Because performance art is often interdisciplinary, a variety of students from VCUarts perform and attend DIY shows across Richmond, said senior sculpture and extended media major Caroline Dahlberg.
“It’s up to us to make our own communities to support our work outside of VCU,” Dahlberg said. “All of our teachers and departments encourage and support us, but we’re definitely encouraged to host shows outside of the school environment.”
Though Dahlberg said she often hears about performances by word-of-mouth and Facebook events, they are not simply “parties with art on the walls.”
“People have a respect for the artists and their work just as they would in a gallery, but it is also a more casual, conversational and personal space,” said performer Rachel Ludwig.
Ludwig and Huddleston collaborated for their first DIY show, “Safety Dance” in December of 2013, and were inspired to continue exploring non-gallery performance spaces with “Patterson Hi 5.”
“Hosting the first show at my house started my interest in alternative spaces because I was really into the way the viewers (were closer to) the artists,” Huddleston said.
In “Safety Dance,” Ludwig and Huddleston focused on themes and images associated with parties such as birthday cakes and social installations, further establishing their basis for using their home as a venue.
“I transformed the living room with objects that were social catalysts,” Huddleston said. “The work didn’t have a start or stop time, so people interacted differently.”

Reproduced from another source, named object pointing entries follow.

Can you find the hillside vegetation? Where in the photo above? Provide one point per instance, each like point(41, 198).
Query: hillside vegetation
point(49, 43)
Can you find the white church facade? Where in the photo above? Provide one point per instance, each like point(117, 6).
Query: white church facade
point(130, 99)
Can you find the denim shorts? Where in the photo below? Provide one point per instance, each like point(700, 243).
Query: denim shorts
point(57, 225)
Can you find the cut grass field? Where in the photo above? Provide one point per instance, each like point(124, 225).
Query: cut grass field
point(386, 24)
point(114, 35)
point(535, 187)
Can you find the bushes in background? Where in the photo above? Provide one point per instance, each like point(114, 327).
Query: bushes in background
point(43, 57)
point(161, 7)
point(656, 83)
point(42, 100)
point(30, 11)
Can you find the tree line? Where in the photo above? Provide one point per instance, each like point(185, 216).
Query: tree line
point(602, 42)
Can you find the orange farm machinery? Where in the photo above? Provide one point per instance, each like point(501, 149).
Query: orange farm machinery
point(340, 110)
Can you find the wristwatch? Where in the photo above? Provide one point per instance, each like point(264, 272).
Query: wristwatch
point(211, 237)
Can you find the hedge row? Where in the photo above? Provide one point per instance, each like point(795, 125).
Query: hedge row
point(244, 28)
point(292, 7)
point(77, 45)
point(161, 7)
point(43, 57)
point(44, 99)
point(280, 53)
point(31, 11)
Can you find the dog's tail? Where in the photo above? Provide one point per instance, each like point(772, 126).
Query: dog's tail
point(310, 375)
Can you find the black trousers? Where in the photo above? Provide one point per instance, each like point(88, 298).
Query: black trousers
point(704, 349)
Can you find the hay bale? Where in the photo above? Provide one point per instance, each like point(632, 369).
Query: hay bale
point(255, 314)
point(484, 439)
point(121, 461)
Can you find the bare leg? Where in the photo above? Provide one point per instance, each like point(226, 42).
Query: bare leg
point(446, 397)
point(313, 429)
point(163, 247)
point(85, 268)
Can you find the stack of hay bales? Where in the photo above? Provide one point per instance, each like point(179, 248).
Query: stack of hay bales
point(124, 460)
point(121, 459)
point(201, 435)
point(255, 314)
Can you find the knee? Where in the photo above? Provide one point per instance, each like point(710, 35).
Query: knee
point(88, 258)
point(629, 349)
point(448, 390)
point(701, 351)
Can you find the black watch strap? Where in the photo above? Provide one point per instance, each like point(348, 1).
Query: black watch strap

While Ludwig continued her exploration of birthdays, time and change in her outdoor performance at “Patterson Hi 5,” the event grew beyond her original explorations of “Safety Dance” thanks to an extended lineup of diverse performances.
“For ‘Patterson Hi 5’ it was more of a desire to bring together many of the people we know who are working in performance and showcase their works,” Ludwig said. “All of the performers are students at VCU, but this event exists outside that space.”
Without an official venue for performance art in Richmond, Ludwig feels that DIY shows across the city will continue to act as a proving ground for new ideas and collaborations.
“I think the artists and performances really thrive off of the engaged audience at these events,” Ludwig said.